Did North Carolina violate the Equal Protection Clause of the Fourteenth Amendment when it established a second majority-minority district through racial gerrymandering, in response to a request from the attorney general?
Justice Sandra Day O'Connor delivered the 5-4 decision. Legislation that classifies a person or group of people solely based on their race is, by its nature, a threat to a system that strives to achieve equality, the majority opined. Justice O'Connor noted that there are some rare circumstances where a law can appear racially neutral, but cannot be explained through anything but race; North Carolina's reapportionment plan fell into this category.

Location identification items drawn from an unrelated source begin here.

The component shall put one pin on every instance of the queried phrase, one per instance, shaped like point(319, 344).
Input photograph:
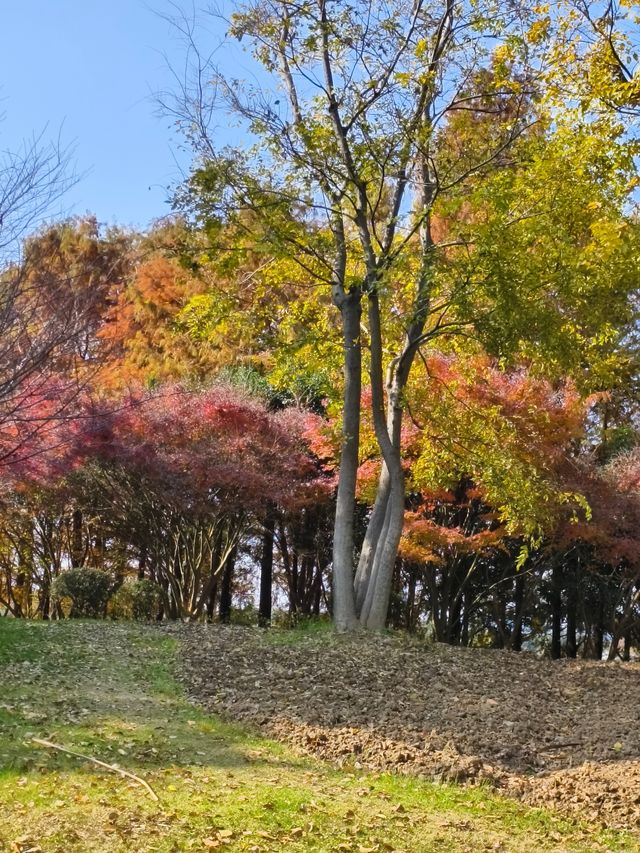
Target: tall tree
point(346, 171)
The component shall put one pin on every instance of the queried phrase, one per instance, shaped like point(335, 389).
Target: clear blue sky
point(88, 67)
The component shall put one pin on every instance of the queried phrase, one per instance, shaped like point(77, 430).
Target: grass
point(107, 690)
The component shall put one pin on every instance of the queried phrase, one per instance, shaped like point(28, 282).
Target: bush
point(87, 589)
point(135, 599)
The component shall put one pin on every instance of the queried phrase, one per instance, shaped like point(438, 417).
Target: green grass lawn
point(107, 690)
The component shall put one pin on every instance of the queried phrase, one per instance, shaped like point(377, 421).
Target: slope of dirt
point(563, 734)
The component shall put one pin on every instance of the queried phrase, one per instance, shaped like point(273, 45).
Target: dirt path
point(565, 734)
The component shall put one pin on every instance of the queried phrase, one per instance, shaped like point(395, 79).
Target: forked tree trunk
point(344, 611)
point(266, 570)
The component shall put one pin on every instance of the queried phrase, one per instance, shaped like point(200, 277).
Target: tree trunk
point(571, 645)
point(556, 612)
point(266, 570)
point(344, 610)
point(226, 588)
point(518, 598)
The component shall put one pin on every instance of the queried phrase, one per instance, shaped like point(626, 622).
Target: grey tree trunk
point(344, 610)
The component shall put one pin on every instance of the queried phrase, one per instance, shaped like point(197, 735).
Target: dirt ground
point(564, 734)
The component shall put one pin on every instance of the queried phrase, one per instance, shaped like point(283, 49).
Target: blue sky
point(87, 68)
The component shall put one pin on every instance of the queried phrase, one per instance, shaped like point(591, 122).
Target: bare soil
point(562, 734)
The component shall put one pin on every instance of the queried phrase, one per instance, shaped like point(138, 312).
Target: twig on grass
point(97, 761)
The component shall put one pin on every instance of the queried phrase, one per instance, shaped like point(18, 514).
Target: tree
point(347, 175)
point(51, 302)
point(178, 475)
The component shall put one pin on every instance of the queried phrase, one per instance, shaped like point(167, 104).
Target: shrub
point(135, 599)
point(87, 589)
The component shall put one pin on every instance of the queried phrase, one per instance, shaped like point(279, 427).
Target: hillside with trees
point(380, 367)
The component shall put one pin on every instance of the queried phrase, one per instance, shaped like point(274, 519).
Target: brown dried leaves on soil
point(564, 734)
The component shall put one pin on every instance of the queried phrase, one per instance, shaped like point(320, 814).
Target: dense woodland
point(381, 363)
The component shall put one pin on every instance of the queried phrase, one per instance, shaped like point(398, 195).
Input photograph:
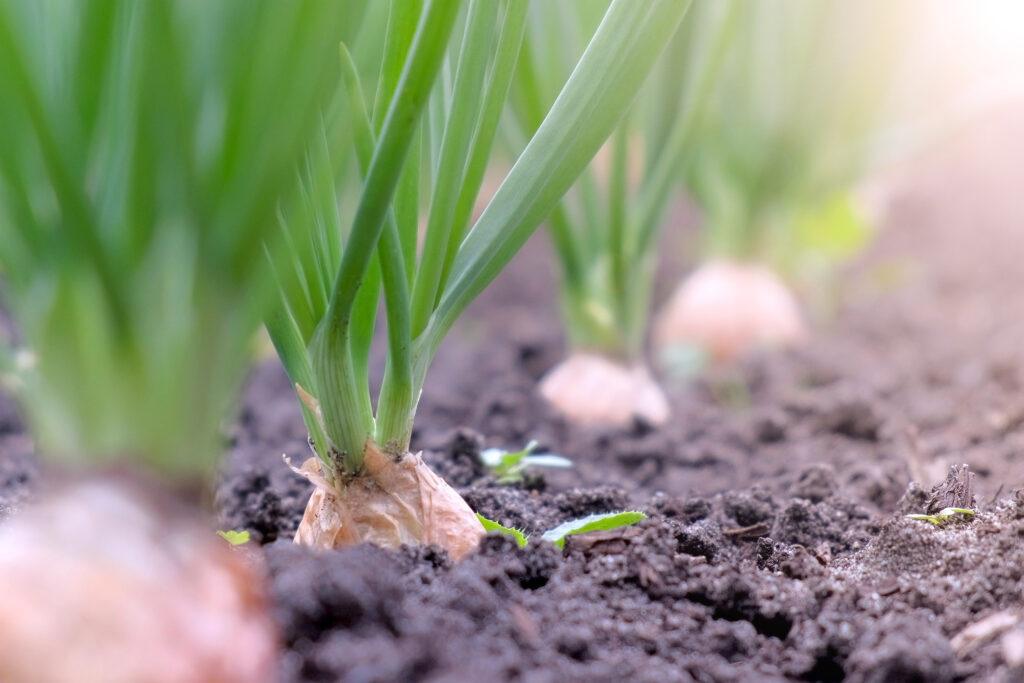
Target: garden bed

The majority found that North Carolina's twelfth district was “so extremely irregular” that its creation suggested some sort of racial bias. Therefore, the state's redesigned districts deserve the same level of scrutiny under the Fourteenth Amendment as a law that has explicit racial motivations. Justice O'Connor applied strict scrutiny which asks the court to determine whether a race-based classification is narrowly tailored, has a compelling government interest and offers the "least restrictive" means of achieving that governmental interest.
Justice O'Connor, on behalf of the majority, found that redistricting plans could take race into account in order to comply with the Voting Rights Act of 1965, but race could not be the sole or predominant factor when drawing a district.

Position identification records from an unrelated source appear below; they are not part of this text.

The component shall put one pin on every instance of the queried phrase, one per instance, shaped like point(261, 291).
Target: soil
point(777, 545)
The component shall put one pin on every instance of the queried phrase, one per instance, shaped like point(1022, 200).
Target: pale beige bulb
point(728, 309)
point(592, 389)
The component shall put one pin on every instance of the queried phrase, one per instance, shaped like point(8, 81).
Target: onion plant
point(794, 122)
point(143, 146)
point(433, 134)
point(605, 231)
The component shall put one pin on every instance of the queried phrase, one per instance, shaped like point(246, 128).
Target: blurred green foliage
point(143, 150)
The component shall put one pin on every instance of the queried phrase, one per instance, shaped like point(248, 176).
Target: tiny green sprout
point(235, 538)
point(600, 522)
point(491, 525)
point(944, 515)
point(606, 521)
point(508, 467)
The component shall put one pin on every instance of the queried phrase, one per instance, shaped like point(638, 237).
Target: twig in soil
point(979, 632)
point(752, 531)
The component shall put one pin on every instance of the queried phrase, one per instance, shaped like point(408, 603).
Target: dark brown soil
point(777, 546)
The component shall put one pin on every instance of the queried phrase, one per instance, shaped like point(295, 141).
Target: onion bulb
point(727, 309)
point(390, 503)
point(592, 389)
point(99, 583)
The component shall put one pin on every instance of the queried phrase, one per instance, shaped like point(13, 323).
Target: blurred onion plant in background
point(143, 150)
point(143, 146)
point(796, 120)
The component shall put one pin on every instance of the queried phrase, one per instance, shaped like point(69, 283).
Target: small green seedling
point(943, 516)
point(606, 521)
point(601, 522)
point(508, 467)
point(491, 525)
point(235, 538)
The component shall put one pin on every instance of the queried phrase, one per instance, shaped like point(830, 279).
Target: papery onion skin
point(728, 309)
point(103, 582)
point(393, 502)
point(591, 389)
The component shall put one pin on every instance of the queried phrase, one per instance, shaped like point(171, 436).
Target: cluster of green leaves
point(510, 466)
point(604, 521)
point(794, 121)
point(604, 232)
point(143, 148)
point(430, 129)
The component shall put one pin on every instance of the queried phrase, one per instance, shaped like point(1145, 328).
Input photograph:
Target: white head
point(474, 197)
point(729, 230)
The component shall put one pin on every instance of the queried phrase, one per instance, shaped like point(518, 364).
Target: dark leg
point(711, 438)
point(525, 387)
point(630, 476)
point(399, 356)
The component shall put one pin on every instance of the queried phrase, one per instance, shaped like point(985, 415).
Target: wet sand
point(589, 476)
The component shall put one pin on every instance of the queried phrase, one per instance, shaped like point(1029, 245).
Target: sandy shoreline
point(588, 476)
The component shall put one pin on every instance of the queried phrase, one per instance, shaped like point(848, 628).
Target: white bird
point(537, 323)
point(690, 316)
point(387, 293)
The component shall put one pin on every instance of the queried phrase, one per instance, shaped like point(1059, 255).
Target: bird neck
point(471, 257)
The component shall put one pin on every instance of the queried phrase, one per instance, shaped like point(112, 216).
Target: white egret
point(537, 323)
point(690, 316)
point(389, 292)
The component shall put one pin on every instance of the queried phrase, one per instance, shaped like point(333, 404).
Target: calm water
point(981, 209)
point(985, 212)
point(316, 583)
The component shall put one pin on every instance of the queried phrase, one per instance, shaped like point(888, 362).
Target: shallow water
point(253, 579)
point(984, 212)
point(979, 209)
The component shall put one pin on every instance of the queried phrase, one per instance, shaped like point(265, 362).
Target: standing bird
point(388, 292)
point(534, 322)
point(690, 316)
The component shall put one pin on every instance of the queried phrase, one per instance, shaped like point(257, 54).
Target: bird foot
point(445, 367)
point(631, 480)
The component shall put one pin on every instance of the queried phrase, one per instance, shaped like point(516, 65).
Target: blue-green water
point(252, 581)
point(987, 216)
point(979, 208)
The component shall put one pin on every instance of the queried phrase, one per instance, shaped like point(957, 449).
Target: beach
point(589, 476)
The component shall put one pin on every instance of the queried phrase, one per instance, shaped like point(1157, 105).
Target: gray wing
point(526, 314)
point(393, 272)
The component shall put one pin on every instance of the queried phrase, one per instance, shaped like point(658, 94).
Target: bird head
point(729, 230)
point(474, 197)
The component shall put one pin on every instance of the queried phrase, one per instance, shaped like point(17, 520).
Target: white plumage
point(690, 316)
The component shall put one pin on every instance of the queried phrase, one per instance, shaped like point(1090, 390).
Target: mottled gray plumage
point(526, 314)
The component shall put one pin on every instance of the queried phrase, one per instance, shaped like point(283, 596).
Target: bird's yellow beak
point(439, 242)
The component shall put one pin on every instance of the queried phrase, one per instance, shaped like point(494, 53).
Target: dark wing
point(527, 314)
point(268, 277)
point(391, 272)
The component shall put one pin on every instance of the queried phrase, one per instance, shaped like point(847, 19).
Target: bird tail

In reference to re-apportionment plans that focus on race as a determining factor, Justice O'Connor wrote:
“It reinforces racial stereotypes and threatens to undermine our system of representative democracy by signaling to elected officials that they represent a particular racial group rather than their constituency as a whole.”
In his dissent, Justice White argued that the Court had ignored the importance of showing "cognizable harm," also known as proof that any sort of "harm" had even occurred. In order for white voters in North Carolina to even file suit against the state and federal government, they had to have been harmed. The white North Carolina voters could not show that they were disenfranchised as a result of the second, oddly shaped majority-minority district, Justice White wrote. Their individual voting rights had not been impacted. He argued that drawing districts based on race in order to increase minority representation could serve an important government interest.
Dissents from Justices Blackmun and Stevens echoed Justice White. The Equal Protection Clause should only be used to protect those who have been discriminated against in the past, they wrote. White voters could not fall into that category. By ruling in this manner, the Court actively overturned a past ruling on the applicability of the Equal Protection Clause.
Justice Souter noted that the Court seemed to be suddenly applying strict scrutiny to a law that aimed to increase representation amongst a historically discriminated group.
Under Shaw v. Reno, redistricting can be held to the same legal standard as laws that explicitly classify by race. Legislative districts that cannot be explained through any means other than race may be struck down in court.
The Supreme Court continues to hear cases about gerrymandering and racially motivated districts. Only two years after Shaw v. Reno, the same five Supreme Court justices explicitly stated that racial gerrymandering violated the Fourteenth Amendment Equal Protection Clause in Miller v. Johnson.
- Shaw v. Reno, 509 U.S. 630 (1993).
- Miller v. Johnson, 515 U.S. 900 (1995).